Alberta Ferretti Frühjahr/Sommer 2026 „Romantik in Diskretion“ Story von RUNWAY ZEITSCHRIFT. Foto mit freundlicher Genehmigung: Alberta Ferretti.
Für die Frühjahr/Sommer-Kollektion 2026 erkundete Lorenzo Serafini bei Alberta Ferretti eine Vision von Weiblichkeit, die nicht auf Spektakel, sondern auf Diskretion aufbaut. In einer Zeit, in der Sichtbarkeit zur Währung geworden ist, wirkte sein Vorschlag geradezu radikal: eine Garderobe für eine Frau, die ihre Privatsphäre nicht gegen Aufmerksamkeit eintauscht, die ihren Lebensstil nicht aus Angst, sondern aus freien Stücken kontrolliert. Serafini formulierte dies als eine neue Form der Romantik – Intimität wird höher geschätzt als Enthüllung, Selbstbeherrschung höher als Selbstdarstellung.

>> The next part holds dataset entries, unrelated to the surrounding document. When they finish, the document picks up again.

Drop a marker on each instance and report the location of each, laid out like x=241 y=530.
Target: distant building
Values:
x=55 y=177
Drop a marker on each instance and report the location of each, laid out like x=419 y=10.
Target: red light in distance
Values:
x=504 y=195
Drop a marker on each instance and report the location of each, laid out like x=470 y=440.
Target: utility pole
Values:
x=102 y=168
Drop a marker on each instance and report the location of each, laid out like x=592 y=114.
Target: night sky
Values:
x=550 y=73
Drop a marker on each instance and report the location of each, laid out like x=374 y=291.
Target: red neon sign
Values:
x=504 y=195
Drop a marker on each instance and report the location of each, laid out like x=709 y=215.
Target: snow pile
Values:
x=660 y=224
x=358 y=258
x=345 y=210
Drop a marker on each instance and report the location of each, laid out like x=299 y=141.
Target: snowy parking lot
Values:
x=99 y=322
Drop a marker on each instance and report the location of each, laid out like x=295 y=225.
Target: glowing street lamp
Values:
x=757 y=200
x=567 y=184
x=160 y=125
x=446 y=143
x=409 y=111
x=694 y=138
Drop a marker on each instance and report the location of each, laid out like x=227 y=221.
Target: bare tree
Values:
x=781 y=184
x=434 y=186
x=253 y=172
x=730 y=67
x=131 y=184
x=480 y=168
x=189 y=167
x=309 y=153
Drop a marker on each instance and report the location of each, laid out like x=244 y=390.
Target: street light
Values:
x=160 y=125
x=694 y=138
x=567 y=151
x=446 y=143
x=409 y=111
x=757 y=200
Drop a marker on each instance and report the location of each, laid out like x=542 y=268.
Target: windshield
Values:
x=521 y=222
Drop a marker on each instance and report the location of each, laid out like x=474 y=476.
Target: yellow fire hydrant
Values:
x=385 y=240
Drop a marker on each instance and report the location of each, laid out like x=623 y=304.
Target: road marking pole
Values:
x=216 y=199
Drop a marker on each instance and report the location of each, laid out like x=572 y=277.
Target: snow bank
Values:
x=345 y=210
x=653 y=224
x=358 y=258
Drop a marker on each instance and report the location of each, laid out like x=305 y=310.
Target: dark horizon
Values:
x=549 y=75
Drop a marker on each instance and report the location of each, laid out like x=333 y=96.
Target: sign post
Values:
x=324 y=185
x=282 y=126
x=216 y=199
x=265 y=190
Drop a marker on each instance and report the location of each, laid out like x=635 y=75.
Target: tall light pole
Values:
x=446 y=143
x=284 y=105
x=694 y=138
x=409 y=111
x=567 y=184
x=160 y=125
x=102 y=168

Die Kollektion begann mit fließenden Silhouetten, die eher zu schweben als zu marschieren schienen. Capes aus luftigen Stoffen, lässige Kaftane und asymmetrische Taschentuchsäume bewegten sich mit stiller Zuversicht. Die Absicht war nicht, den Blick zu fesseln, sondern Präsenz zu suggerieren. Die Struktur blieb erhalten – subtile Schneiderkunst unter lockeren Drapierungen, disziplinierte Schnitte, die fließende Volumen verankerten –, verfiel aber nie in Starrheit. Es war ein Dialog zwischen Disziplin und Leichtigkeit.

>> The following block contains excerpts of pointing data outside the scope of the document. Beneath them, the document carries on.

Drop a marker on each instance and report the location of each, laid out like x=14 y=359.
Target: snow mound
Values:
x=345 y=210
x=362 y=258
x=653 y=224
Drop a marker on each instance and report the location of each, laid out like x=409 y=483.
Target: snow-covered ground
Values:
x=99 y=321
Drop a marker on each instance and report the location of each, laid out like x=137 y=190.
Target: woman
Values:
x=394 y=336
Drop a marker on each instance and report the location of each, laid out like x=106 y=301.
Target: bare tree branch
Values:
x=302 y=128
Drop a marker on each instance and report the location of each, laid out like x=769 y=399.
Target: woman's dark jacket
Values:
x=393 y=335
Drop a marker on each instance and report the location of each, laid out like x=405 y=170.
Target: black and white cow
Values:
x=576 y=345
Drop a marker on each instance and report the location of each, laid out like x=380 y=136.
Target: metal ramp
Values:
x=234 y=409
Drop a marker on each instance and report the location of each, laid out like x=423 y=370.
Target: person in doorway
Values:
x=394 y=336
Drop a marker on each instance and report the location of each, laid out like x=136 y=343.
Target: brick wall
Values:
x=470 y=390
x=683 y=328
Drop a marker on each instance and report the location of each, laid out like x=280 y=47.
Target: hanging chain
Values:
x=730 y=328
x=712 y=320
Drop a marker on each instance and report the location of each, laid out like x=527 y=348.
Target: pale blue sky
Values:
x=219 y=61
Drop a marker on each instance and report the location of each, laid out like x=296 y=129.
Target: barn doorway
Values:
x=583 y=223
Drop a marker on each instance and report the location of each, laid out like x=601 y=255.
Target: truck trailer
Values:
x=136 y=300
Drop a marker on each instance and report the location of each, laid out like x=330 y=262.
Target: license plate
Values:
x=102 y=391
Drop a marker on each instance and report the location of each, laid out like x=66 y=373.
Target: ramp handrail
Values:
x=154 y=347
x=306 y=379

Die Farben erzählten die Geschichte mit ebenso zurückhaltender Zurückhaltung. Flüsterhelle Töne in Creme, Rouge und Sand gingen allmählich in tiefere Erdtöne über, die gelegentlich von Marineblau und Schwarz unterbrochen wurden. Das Finale führte kräftige Leopardenmotive ein – eine Erinnerung daran, dass unter der Diskretion unbestreitbare Kraft liegt. Es war kein Brüllen, sondern ein wissendes Echo davon.
Die deutlichste Hommage waren die plissierten Kleider zum Abschluss der Show. Sie spiegelten Mariano Fortunys Stil wider und verströmten zugleich den Geist von Tina Chow. Chow, bekannt für ihre reduzierte Eleganz und ihren Verzicht auf Ornamente, ist seit langem ein Markenzeichen Serafinis. Hier wurde sie zum Sinnbild dieser Kollektion: die Frau, die Raffinesse trägt, ohne sie zur Schau stellen zu müssen.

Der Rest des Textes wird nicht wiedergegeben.